Come si vince un premio Nobel? Giorgio Parisi ci era andato vicino nel 1973. E fu un caso. Lo racconta nel suo libro, al quale ha lavorato per alcuni anni e finito  solo all’annuncio del Nobel nell’ottobre scorso. Erano gli anni Sessanta e al Cern di Ginevra un gruppetto di giovani fisici lavorava ad una teoria sui protoni e neutroni che sembrava non dare grande soddisfazione. Qualcuno si teneva per sé i risultati di laboratorio, altri ne parlavano fra di loro. Qualche voce arrivò anche a Parisi, che era fra quelli che ci aveva lavorato di più, ma poi a scrivere l’articolo per la rivista scientifica che avrebbe rivelato la scoperta al mondo fu un altro. “Farsi scappare da sotto il naso un premio Nobel all’età di 25 anni – scrive oggi Parisi – non so se sia una cosa da raccontare con orgoglio o piuttosto un segreto di cui vergognarsi”. 

 Ora che il Nobel ce l’ha in tasca il nostro fisico non ne fa mistero e, con l’ironia di cui può essere dotato uno scienziato che guarda alla sua professione con un distacco da vero umorista, spiega che spesso la scienza fa grandi progressi per caso e  che talvolta la strada imboccata in laboratorio per andare da una parte alla fine porta da tutt’altra parte. “Ma va bene lo stesso – osserva Parisi – perché la scienza diventa sempre più utile alla società, e lo sviluppo economico si basa sul progresso scientifico, e non è pensabile lo sviluppo tecnologico senza un parallelo avanzamento della scienza pura”. 
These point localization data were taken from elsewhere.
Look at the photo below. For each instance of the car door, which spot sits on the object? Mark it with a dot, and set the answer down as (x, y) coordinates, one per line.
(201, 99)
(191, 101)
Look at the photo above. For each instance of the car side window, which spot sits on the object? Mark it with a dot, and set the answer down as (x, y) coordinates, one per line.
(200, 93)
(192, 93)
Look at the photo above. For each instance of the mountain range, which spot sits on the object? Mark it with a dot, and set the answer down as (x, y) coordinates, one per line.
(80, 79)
Si stenterebbe a crederlo, ma il fisico oggi Nobel Parisi Giorgio di anni 73, da Roma, è un uomo molto spiritoso, al punto di costellare il suo libro di aneddoti divertenti: “L’enfasi sulle ricadute immediate della ricerca è una follia – dice – E’ famosa la risposta di Faraday (quello della gabbia che si studia al liceo) al ministro britannico che gli chiedeva a cosa servissero i suoi esperimenti sull’elettromagnetismo: al momento non saprei dire, ma è molto probabile che in futuro ci metterete una tassa sopra”.
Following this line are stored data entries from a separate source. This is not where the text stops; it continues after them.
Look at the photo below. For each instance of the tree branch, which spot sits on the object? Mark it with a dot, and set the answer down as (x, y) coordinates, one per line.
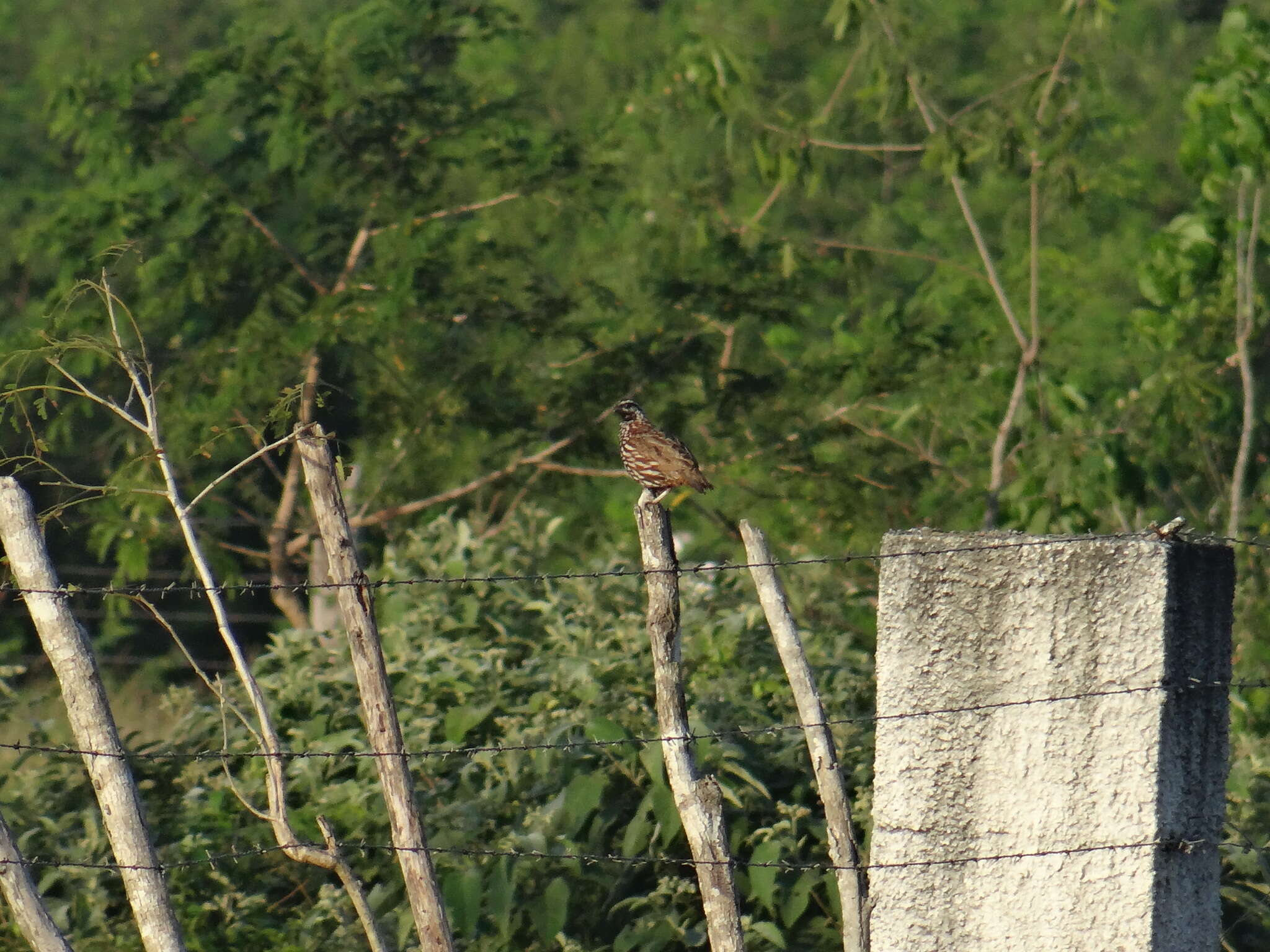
(579, 470)
(1245, 293)
(841, 84)
(238, 466)
(394, 512)
(849, 146)
(286, 252)
(456, 209)
(900, 253)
Fra le prime ricerche da universitario a Roma, Parisi ricorda quelle sugli stormi di uccelli, per lo più storni, che al tramonto guizzano nel cielo creando fantasiose immagini in movimento che hanno fatto la fortuna di molti operatori televisivi e documentaristi. Fotografando gli storni dal tetto del palazzo Massimo alle Terme, già istituto dei gesuiti oggi museo archeologico romano, il giovane Parisi studiò le interazioni, cioè il comportamento collettivo degli animali, (non solo stormi di uccelli ma anche banchi di pesci o mandrie di buoi) ai fini della comprensione di  fenomeni psicologici sociali ed economici.  E spiega: “La scienza è un enorme puzzle e ogni pezzo che viene messo nel posto giusto apre la possibilità di collocarne altri. La scienza è come il sesso – diceva Richard Feynman- ha anche delle conseguenze pratiche, ma non è questo il motivo per cui la facciamo. Ma per gli scienziati è fondamentale che sia divertente cercare di risolvere i puzzle. Il mio maestro Nicola Cabibbo quando si discuteva cosa fare diceva: perché dobbiamo studiare questo problema se non ci divertiamo?  Spesso fra gli scienziati c’è quasi stupore per essere pagati proprio per fare quello di cui si è appassionati. Un mio caro amico, Aurelio Grillo, era solito commentare: fare il fisico è una faticaccia, ma è sempre meglio che lavorare”.

Giorgio Parisi forse non lo sa ma si dice lo stesso del giornalismo: richiede sacrifici ma sempre meglio che lavorare. Enzo Biagi aggiungeva che quando trattava un contratto con un editore pensava fra sè e sè: “Se sapesse che lo farei anche gratis”. Ed Enzo Biagi è stato fra i giornalisti meglio pagati al mondo. E’ singolare il parallelismo fra le due categorie, ma i giornalisti non vincono il Nobel, al massimo il Pulitzer che va solo ai più bravi. E non lo consegna il re Gustavo  di Svezia.